Face à la dégradation de la part du travail dans la valeur ajoutée en faveur du capital, de nombreux pays ont revu à la hausse leur salaire minimum. Philippe Askenazy, directeur de recherche au CNRS, invite dans une note récente de TerraNova, à une nouvelle réflexion sur le rôle du SMIC, un outil peu efficace contre la crise mais un instrument nécessaire dans une économie sans repères.
Faut-il augmenter le salaire minimum en France ? Face à la crise, cette question revêt une urgence politique et économique particulière. Alors que d’autres pays se sont engagés dans une réflexion profonde sur le salaire minimum, la France se signale par son immobilisme. La crise doit faire évoluer les mentalités.
Depuis une décennie, l’augmentation du SMIC ne remplit plus aussi efficacement son rôle d’outil anti-crise. Les employeurs peuvent agir sur les compléments de rémunération ou sur les heures supplémentaires pour limiter l’effet d’une hausse du SMIC. Cette hausse devrait donc être très significative pour avoir un réel impact sur les salaires. Il est également à craindre qu’une hausse du salaire minimum devienne la justification de licenciements massifs. Enfin, les populations les plus touchées par la crise sont les exclus du marché du travail, d’où le besoin d’agir sur d’autres leviers que le SMIC en temps de crise.

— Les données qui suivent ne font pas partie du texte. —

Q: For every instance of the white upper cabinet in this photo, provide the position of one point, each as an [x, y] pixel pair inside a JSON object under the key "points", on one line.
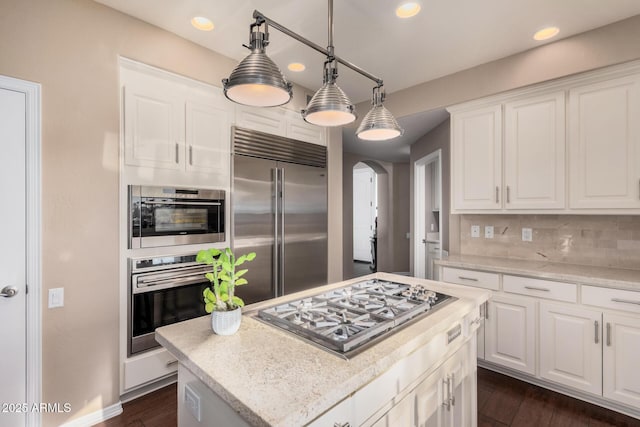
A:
{"points": [[567, 146], [176, 130], [207, 136], [604, 144], [476, 167], [153, 124], [268, 120], [534, 150]]}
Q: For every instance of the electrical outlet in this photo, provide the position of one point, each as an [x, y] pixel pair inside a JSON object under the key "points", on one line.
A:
{"points": [[56, 297], [488, 232], [192, 402]]}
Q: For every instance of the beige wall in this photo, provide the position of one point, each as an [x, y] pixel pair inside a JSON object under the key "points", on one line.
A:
{"points": [[393, 215], [602, 240], [72, 47], [437, 139]]}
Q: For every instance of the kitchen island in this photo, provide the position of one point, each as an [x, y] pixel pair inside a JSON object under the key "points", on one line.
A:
{"points": [[264, 376]]}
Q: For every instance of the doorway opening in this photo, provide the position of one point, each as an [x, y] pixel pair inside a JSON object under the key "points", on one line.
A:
{"points": [[365, 215], [427, 218]]}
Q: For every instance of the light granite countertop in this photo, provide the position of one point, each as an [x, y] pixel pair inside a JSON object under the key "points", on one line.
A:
{"points": [[582, 274], [273, 378]]}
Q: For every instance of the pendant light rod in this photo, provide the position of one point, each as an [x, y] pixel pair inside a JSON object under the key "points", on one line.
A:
{"points": [[260, 18]]}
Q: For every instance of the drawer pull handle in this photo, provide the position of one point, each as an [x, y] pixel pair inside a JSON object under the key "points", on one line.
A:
{"points": [[535, 288], [625, 301]]}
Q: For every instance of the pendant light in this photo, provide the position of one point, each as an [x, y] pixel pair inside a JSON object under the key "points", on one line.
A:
{"points": [[329, 105], [257, 80], [379, 124]]}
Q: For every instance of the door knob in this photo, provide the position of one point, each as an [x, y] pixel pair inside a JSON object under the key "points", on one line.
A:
{"points": [[8, 291]]}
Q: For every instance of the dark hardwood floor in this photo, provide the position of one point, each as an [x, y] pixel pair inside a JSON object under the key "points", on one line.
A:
{"points": [[502, 401]]}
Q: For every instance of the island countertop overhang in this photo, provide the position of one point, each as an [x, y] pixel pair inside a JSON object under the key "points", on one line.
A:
{"points": [[271, 377]]}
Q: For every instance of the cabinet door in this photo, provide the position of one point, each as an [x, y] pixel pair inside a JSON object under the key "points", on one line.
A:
{"points": [[571, 346], [476, 167], [298, 129], [208, 138], [604, 144], [510, 333], [401, 414], [429, 399], [621, 376], [534, 149], [153, 125]]}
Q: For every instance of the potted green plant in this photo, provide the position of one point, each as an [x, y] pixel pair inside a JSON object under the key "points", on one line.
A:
{"points": [[220, 299]]}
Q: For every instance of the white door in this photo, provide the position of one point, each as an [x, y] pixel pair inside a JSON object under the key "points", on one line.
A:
{"points": [[13, 254], [571, 346], [534, 145], [363, 216], [476, 149], [620, 359], [604, 144], [510, 333]]}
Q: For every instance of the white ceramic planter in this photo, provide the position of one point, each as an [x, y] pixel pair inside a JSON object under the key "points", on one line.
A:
{"points": [[226, 322]]}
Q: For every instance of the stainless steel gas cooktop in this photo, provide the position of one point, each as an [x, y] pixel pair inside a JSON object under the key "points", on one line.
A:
{"points": [[346, 320]]}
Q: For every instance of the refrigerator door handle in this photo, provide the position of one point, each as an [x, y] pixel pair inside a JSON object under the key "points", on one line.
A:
{"points": [[281, 251], [275, 176]]}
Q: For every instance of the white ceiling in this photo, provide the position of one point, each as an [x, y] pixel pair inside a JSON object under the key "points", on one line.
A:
{"points": [[447, 36]]}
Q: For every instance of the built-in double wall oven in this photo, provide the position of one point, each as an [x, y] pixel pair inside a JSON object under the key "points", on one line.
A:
{"points": [[168, 216], [168, 289], [164, 290]]}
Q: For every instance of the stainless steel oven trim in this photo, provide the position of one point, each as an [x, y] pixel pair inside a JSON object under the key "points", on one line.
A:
{"points": [[190, 198], [190, 271]]}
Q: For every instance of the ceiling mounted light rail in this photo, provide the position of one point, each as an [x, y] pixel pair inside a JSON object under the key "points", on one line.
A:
{"points": [[258, 81]]}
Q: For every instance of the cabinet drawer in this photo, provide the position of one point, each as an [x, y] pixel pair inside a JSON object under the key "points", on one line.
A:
{"points": [[478, 279], [616, 299], [559, 291], [148, 367]]}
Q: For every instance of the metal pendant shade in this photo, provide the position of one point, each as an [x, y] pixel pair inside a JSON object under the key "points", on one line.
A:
{"points": [[329, 107], [257, 80], [379, 125]]}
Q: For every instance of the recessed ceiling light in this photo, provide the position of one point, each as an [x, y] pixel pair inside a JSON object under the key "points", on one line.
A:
{"points": [[296, 66], [546, 33], [407, 10], [202, 23]]}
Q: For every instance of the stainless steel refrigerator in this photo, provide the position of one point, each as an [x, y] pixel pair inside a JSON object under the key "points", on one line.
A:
{"points": [[279, 209]]}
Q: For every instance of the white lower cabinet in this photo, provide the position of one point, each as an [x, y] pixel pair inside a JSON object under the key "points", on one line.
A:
{"points": [[510, 333], [621, 351], [571, 346], [443, 399]]}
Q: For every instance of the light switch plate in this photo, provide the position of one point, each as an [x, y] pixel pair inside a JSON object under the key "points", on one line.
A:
{"points": [[488, 232], [56, 297]]}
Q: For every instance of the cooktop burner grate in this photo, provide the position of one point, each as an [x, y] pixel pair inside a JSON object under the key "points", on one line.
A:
{"points": [[346, 319]]}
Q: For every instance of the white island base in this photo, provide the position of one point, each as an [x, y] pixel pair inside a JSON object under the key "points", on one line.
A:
{"points": [[421, 375]]}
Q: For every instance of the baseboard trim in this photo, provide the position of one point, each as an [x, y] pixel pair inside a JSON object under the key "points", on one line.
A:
{"points": [[598, 401], [96, 417]]}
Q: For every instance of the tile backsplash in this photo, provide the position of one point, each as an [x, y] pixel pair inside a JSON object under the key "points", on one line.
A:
{"points": [[611, 240]]}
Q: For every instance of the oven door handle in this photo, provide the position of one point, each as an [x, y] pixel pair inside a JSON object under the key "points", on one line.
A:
{"points": [[153, 202], [150, 286]]}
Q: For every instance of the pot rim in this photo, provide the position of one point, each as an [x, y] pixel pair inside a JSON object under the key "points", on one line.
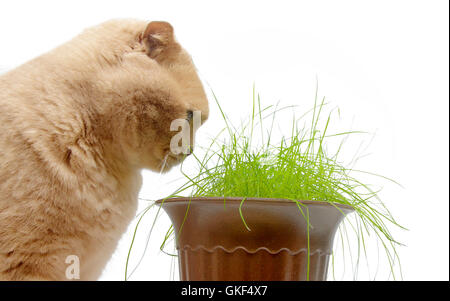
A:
{"points": [[252, 199]]}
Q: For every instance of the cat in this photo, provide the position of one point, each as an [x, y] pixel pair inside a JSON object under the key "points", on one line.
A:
{"points": [[77, 125]]}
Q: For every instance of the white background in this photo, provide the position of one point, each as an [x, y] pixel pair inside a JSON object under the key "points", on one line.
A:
{"points": [[383, 63]]}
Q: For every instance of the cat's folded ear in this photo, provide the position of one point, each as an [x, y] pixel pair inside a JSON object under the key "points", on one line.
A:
{"points": [[158, 37]]}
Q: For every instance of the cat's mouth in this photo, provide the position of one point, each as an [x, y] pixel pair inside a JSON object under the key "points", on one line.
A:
{"points": [[171, 160]]}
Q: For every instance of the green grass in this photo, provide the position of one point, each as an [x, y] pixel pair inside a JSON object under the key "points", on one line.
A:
{"points": [[297, 167]]}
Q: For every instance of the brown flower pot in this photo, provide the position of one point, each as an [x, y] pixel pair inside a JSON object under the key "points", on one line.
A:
{"points": [[214, 244]]}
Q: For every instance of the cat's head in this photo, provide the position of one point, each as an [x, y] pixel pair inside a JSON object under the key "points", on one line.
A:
{"points": [[147, 80]]}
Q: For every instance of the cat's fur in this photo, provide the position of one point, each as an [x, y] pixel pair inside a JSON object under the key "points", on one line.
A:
{"points": [[77, 125]]}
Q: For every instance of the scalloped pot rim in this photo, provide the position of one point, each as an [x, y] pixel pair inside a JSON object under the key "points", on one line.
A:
{"points": [[215, 248], [264, 200]]}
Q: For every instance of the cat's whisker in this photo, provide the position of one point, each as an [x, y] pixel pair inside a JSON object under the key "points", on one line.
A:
{"points": [[164, 163]]}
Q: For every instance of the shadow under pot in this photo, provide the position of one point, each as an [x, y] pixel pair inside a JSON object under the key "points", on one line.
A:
{"points": [[214, 243]]}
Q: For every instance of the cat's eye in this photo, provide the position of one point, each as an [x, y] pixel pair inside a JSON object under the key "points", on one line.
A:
{"points": [[190, 115]]}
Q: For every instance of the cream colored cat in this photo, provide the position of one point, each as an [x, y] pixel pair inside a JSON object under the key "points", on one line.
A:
{"points": [[77, 125]]}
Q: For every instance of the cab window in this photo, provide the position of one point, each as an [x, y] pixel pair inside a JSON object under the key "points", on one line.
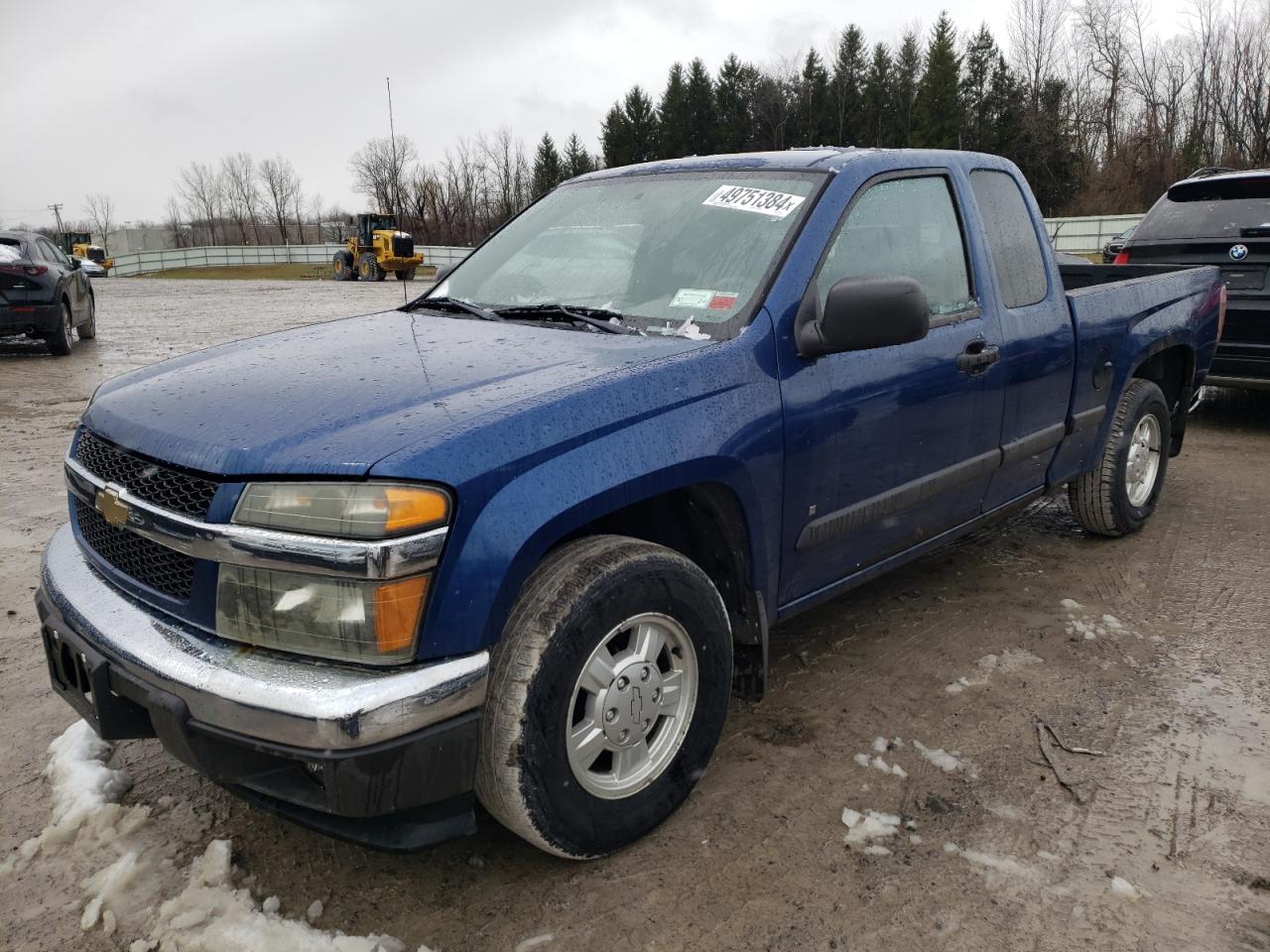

Dans d’autres pays, une réflexion profonde s’était déjà engagée avant la crise sur le bien fondé de la hausse du salaire minimum, alors que, sur un marché du travail déséquilibré, la formation des salaires devenait incapable de garantir une rémunération digne à tous les travailleurs. Progressivement, le déclin de la part du travail dans la valeur ajoutée en faveur du capital s’est traduit par un endettement massif, qui est à la source de la crise financière. Face à cette situation, les pays anglo-saxons se sont dotés de salaires minimum, permettant ainsi la réduction des inégalités salariales et le renversement de la dégradation de la part du travail dans la répartition de la richesse.
Il est temps de lancer cette réflexion de long terme en France, de repenser le salaire minimum dans une économie sans repères.